I know. It's a fair comment.

A question: does this "stall" situation ultimately go away by itself?
You might leave the PC alone next time it happens, go get coffee &
spend 5 minutes with a crossword, and see. If it does clear up
spontaneously, it may leave some spoor.

I don't know how long my friend has left it. As I understand it, she has
left it much more than 5 minutes with no improvement.

Then there's always Safe Mode. If it never happens there, that's an
elephant on your doorstep. :-)

But have you ever spent a day using a computer in Safe Mode? :)
 
Hi Fergus - nothing I see in the hardware specs below should make W2k
misbehave as far as I can tell. 128MB/256MB should affect only overall
response speed. I have an elderly W2k machine running here with 64MB RAM
and an AMD 100MHz processor, as a simple archiver on LAN.

I suppose there might be pagefile thrashing, which I don't think I
mentioned. Is the pagefile large enough? Is it optimally placed
somewhere? (If it's a one-hard drive system you don't have much choice,
but ideally it'd be on the leased used controller's least used drive.)

Didn't know you didn't have the machine right there and appreciate your
graceful reaction to my comment about info. Please stay in the thread
until that problem gets solved! Someone here will doubtless spot the
problem if you don't yourself first.

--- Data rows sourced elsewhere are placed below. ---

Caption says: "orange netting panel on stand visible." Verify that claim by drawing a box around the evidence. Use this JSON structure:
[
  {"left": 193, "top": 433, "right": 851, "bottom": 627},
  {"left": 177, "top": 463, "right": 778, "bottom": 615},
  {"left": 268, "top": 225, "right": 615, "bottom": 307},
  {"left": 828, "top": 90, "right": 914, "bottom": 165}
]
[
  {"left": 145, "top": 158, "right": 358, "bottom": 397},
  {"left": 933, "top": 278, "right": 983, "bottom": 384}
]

There's a pony in there somewhere.

FWIW, I've had apparently frozen W2k (and, earlier, NT4) systems stay
dormant for over 30 minutes, then spring to life but only long enough
for a keystroke or 2. That has turned out to be a condition invisible to
the OS, prolonged hardware-programmed retry cycles in hard drives,
during which the OS sits in a wait state. This sort of thing can leave
no footprints in the OS (I suspect when the particular disk access
involves highpriority system code or the pagefile... Hence my question
about whether the condition ever clears itself, even for a very short
and almost useless moment, and the suggestion about the disk analysis
utility.
 
Oh, and no - I've never had the delightful experience of using safe more
for much more than 5 minutes, and that very rarely. Ugly, ain't it! Best
kept in the medicine cabinet gathering dust.